Brief Facts:

  1. The Taxpayer, an Indian company engaged in the business of manufacturing of jeeps, entered into an agreement with a supplier based in USA (US Co) for purchase of tooling and other equipment for
  2. manufacture of jeeps (capital equipment).
  3. The US Co supplied the capital equipment through its US subsidiary. Further, for procurement of the capital equipment, US Co also provided an interest-bearing loan to the Taxpayer, repayable after 10 years in installments.
  4. The Taxpayer capitalized the equipment in its books and claimed depreciation thereon in its tax computation.
  5. Subsequently, another US entity acquired US Co and also agreed to waive off the principal amount of loan advanced by US Co to the Taxpayer.
  6. The Taxpayer claimed the principal amount of loan waived as capital receipt not taxable under the ITL. But the Tax Authority treated the waiver amount as Taxpayer’s business income.
  7. The First Appellate Authority ruled in favour of the Tax Authority with certain modifications.
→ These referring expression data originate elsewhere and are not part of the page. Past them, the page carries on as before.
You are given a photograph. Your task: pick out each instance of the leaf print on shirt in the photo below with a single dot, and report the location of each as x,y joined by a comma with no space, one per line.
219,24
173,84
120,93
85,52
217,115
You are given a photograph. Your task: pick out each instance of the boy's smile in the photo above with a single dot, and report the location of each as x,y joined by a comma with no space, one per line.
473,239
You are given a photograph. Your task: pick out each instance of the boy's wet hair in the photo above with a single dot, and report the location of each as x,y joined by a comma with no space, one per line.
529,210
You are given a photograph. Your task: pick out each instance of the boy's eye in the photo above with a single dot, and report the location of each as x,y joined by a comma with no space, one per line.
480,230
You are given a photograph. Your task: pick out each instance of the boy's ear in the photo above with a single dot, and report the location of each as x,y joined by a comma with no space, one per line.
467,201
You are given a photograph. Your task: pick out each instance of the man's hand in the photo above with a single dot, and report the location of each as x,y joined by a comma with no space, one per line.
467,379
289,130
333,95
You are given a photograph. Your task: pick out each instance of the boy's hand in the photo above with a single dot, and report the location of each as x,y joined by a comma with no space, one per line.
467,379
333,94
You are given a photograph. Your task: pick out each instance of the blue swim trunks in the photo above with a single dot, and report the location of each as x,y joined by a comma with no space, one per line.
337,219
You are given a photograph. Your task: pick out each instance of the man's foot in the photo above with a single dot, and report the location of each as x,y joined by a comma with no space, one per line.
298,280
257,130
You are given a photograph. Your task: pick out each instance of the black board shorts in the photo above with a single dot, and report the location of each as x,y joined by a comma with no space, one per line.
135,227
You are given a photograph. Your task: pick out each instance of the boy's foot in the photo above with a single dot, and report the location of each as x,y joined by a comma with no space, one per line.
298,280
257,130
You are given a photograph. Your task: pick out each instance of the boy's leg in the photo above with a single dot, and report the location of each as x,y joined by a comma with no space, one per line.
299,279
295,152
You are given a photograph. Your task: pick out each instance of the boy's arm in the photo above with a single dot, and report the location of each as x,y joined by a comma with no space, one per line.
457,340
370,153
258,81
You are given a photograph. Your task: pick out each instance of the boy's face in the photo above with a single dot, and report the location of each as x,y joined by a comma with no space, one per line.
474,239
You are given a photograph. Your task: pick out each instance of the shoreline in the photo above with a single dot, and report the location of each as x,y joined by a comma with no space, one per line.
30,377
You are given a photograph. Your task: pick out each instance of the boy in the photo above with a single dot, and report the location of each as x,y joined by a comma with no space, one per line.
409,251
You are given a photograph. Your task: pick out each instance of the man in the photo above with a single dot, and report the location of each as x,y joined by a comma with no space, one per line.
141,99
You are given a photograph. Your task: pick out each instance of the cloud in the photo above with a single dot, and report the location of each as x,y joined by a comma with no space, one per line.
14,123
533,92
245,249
On further appeal, the Mumbai Tribunal and the Bombay High Court (HC) ruled in favour of the Taxpayer and held that the waiver was neither taxable as business perquisite nor taxable under the clawback provision.
  8. Being aggrieved, the Tax Authority appealed further to the Supreme Court.

Question:

  1. Whether the amount of loan waived can be taxed as business perquisite?
  2. Whether the amount of loan waived can be taxed as income as per the provisions of Section 41(1) of Income Tax 1961?